Firstly, external storage isn't disallowed, it's just installing apps to external storage that isn't supported.
So there's no problem with using cards as media stores, and some apps also allow you to store their data files there (useful if you use e.g. offline maps, which can get rather large).
But it would be fair to say that Google are not fans of removable storage at all. They would say that it's slower and less reliable than built-in storage (both true) and that it confuses users (debatable). So their preferred model is significant internal storage, all of which can be used for apps, data or media without you having to worry about how much "app storage" or "media storage" you have, and this "unified" storage has been the norm since Android 4.0. And to be fair it does work well when you have a device with a large enough internal storage - better, in my opinion, than the older model of limited internal storage plus SD expansion (and I lived with that for a number of years, juggling apps between internal and external as well as using all of the root-based tricks available, and am happy not to have to do that now).

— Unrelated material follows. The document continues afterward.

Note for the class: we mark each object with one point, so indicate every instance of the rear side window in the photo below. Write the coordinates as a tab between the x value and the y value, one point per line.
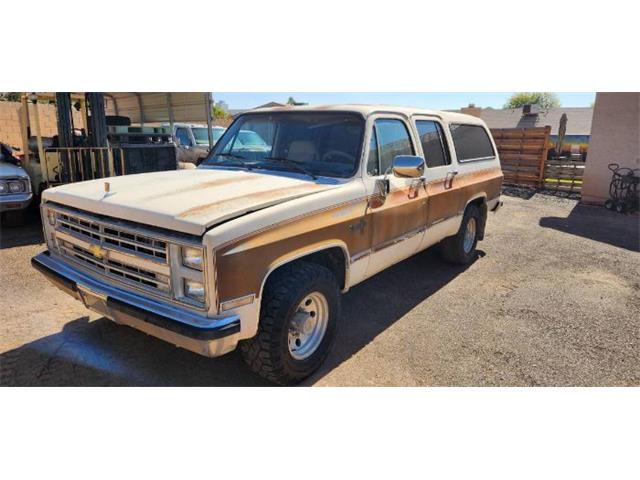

In Google's vision there wouldn't be any other storage, though they deny actually trying to kill SD cards. If you look at the devices they control (Nexus series) the last one with an SD slot was the Nexus One (2010). Most manufacturers disagreed and kept SD support, but the base OS no longer supports moving apps to SD. Some manufacturers did add apps to SD support back for some of their devices in some software releases, but in general that's the story.
To be honest moving apps to SD was always a bit of a botch. It was really a work-around for the limitations of early Android devices, which had very, very limited internal storage. It only moved part of the app and none of the app data, so you'd still run out of space, just more slowly. More seriously, if you moved an app to SD any widgets associated with it broke the next time you restarted the phone - that is one thing that I could imagine confusing many users. I'm sure it could have been improved, but there would have been costs (e.g. having to reformat SD cards to a native linux format rather than fat32), so I have some sympathy with them deciding that it was simpler to just keep apps in internal storage. Removing the option altogether was less customer-friendly, but Google do tend to just decide how they think things should be rather than worry about what customers might prefer (though they are not unique amongst big tech companies in that).
The other thing you'll often hear people say is that "Google dislike SD cards because they want everyone to use Cloud services". I'm not sure how true that is. Certainly they do want you to use their cloud services, but whether they genuinely try to disfavour SD card use to try to push people this way seems more debatable to me. And since SD cards are still supported for media (which you can stream) but not for apps (which you can't) I don't think that is relevant to this particular decision.
Having used both older devices (limited internal storage plus ability to partially move apps to SD) and a newer one with decent internal storage and no SD slot, I much prefer the latter. But I intend my next device to have at least 32GB storage plus SD expansion, because that is the best match to my own requirements.